Все, чем для прихоти обильной
Торгует Лондон щепетильный...
 
   Посмотрев в современный словарь, вы прочтете, что щепетильный — это «строго принципиальный в отношениях с кем-нибудь».
   Между тем во времена Пушкина это значило: галантерейный, торгующий галантерейными товарами — галстуками, перчатками, лентами, гребенками, пуговицами.
   И ярем, и стогны, и вежды, и вотще, и алкать, и ярмонка, и нашед, и времян, и пиит, и карла, и перси, и пени, и денница, и плески, и подъемлют, и десница, и пламень, и длань, и другие слова, все еще жившие в языке той эпохи (хотя и тогда ощущавшиеся чуть-чуть архаичными), давно уже стали достоянием истории, и, конечно, никто из современных писателей не введет их в свои сочинения на том основании, что эти слова — пушкинские.
   И после Пушкина — сколько появилось оборотов и слов, которые, отслужив свою недолгую службу, либо переосмыслялись, либо исчезали совсем!
   Взять хотя бы слово плакат.
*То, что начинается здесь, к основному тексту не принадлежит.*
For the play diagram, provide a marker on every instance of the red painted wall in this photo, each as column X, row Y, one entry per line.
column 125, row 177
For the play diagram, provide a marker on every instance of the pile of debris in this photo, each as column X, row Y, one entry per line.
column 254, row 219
Кто не знает этих уличных ослепительно ярких, разноцветных картин, нарисованных с агитационными или рекламно-коммерческими целями? Мы так привыкли к плакатам, к плакатной живописи, плакатным художникам, мы так часто говорим: «это слишком плакатно», или: «этому рисунку не хватает плакатности», что нам очень трудно представить себе то сравнительно недавнее время, когда плакатами назывались паспорта для крестьян и мещан.
   Между тем, если вы возьмете словарь Даля, вышедший в обновленной редакции в 1911 году, вы не без удивления прочтете:
   «Плакат, м. (нем. Plakat), паспорт(!) для людей податного сословия»(!!).
   Это все, что в начале XX века авторитетный русский словарь считал нужным сказать о плакате.
   И еще пример. Молодое поколение (да и то, что постарше) давно освоилось с такими формами, как: «Звонила Вера, что завтра уезжает», или «Позвони Еремееву, чтобы прислал чемодан», но еще Чехов не знал этих форм. Долгое время не знал он и формы «говорить по телефону». Он писал: «Сейчас в телефон говорила со мной Татаринова» (XIX, 231)[17]; «Альтшуллер говорил в телефон» (XIX, 231)1; «Сейчас говорил в телефон гурзуфский учитель» (XIX, 280); «Сейчас говорил в телефон с Л. Толстым» (XIX, 186) и т.д.